I put my bags down, fished out a net from the beach toys bag and summoned my very best Mary Poppin's voice as I said, "Whoa, Ben! What's this? Do you EVEN know what this IS?", as I walked back towards him.
He stopped screaming briefly, wondering why I was unaffected by his tantrum. He scowled at me (because, #coolfactor) but stayed quiet. I was starting to get somewhere.
I kneeled down in front of him and said,
"This is a magic net...watch this, when I tap you on the head, it will turn you into Happy Ben, wanna try?"
He's a smart kid and I admit, sometimes I try a redirect like this but it comes off as condescending and he smells that from a mile away. But, this time, my voice was different...I was killing it in this mom moment. Patience in check.
I reached out and tapped his head with the net with a huge smile on my face. He grinned but didn't fully break. I tried again, tapping his head for a second time. He broke out into hysterical laughter. His two year brother followed...both of them belly laughing in the cutest way possible.

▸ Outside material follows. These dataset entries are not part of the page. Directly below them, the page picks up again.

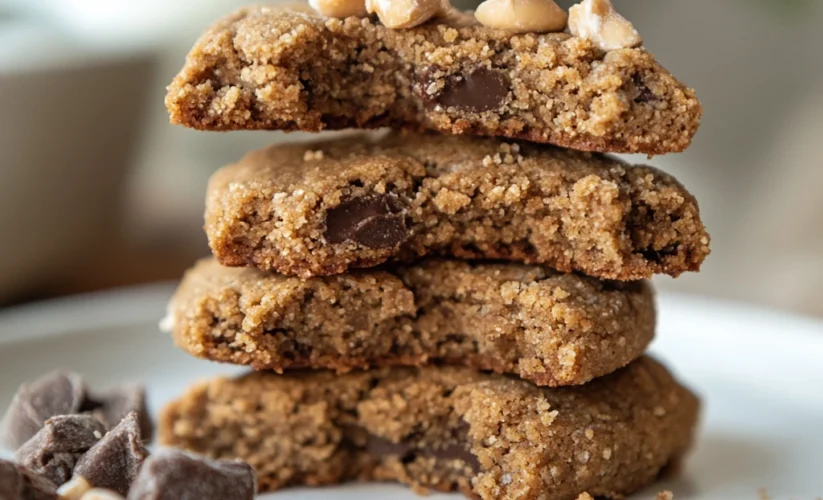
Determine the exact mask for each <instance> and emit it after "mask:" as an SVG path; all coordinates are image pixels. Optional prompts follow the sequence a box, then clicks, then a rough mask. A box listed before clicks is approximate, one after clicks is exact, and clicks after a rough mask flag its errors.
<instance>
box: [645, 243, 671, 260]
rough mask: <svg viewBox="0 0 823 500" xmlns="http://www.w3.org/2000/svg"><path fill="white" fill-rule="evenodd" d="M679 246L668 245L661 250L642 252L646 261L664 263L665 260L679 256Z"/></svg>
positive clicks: (646, 248)
mask: <svg viewBox="0 0 823 500" xmlns="http://www.w3.org/2000/svg"><path fill="white" fill-rule="evenodd" d="M677 247H678V244H673V245H668V246H666V247H663V248H661V249H659V250H657V249H655V248H646V249H643V250H642V251H641V252H640V255H642V256H643V258H644V259H646V260H648V261H651V262H663V259H664V258H666V257H668V256H671V255H675V254H677Z"/></svg>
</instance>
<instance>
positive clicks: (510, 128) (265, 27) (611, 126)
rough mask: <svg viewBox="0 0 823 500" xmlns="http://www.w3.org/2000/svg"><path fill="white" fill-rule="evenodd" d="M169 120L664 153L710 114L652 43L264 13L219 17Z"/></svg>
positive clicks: (314, 130)
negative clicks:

Knowing these moments only last an instant sometimes, I quickly gathered our things up again and sang,
"Ok, let's go, Happy Boys!". We headed to the car and had a really calm drive home listening to music.
I can tell you wholeheartedly, things DO NOT always go this way. I am not always on my game. I get tired, cranky and short tempered. My 4 yo digs in, we go head to head and I don't always think clearly. But, I work every damn day to show my kids the grace, understanding and compassion they deserve as they learn how to navigate their emotions.
I truly try my very best. Some days, my best shines through. Others, I struggle.
Honestly, I'm just happy to string together as many of the good moments as I can, knowing and accepting that the tough ones ARE inevitable.
But, this weird thing happened when other people tried to compliment me.
When the boys had erupted into laughter in that moment at the beach, I looked up and caught the gaze of two older women who were sunbathing behind us and had watched the whole situation go down. They were incredulous and nearly gave me a standing ovation for how I had diffused the situation, saying how perfectly it was handled.
My impulse was to offer something self-deprecating like, "Well, you should have seen us yesterday..." or "It doesn't always go like that!" or something totally exaggerated like "I'm the most impatient mom out there!".
I don't know why we adults do this deflection of praise. Who does it serve? The person complimenting us? Ourselves? Who would honestly feel better about the exchange if the person being complimented made excuses for why the compliment wasn't warranted? Doesn't it seem silly when we think of it like this?
"You have pretty eyes!" ---> "OMG, no, I'm so overtired" or "Oh, it's just my new make-up"
"You're so disciplined at the gym!" ---> "I have to be because I'd gain weight so quickly!" or "You have no idea! I missed two workouts last week!"
"You so deserve the promotion you received!" ---> "Yeah, it took me way to long to get it"
I was playing catch with my nephew once, years ago, he was about seven at the time. He made a great catch and I said "Wow, that was awesome...such a good catch!" to which he replied, "Yea, I know!".
He had zero hesitation accepting the praise of a job well done and frankly, in doing so was able to do what kids do well, fully live in the moment. Feel all the feelings of pride, happiness and joy. Feeling all the feelings, truly letting the positive energy sink in, it changes us and makes us want to recreate the feeling time and time again. When we deflect the positive energy and speak negatively about ourselves, we rob ourselves of moments of pride, happiness and joy.
My nephew could have said; "It was just because it was a good throw" or "Yeah, but I missed all my catches yesterday!" but instead he spent zero energy on negativity.
As I reflected on the exchange with those women at the beach later, I was glad I thought twice and chose to offer a simple wink and a "Awe, Thank you!", as I let my Supermom moment sink in. Frankly, it was a damn great way to handle the tantrum and I deserved to feel happy about it.
And, I'm sure as hell going to seek more moments like this because it felt so damn good, for everyone involved.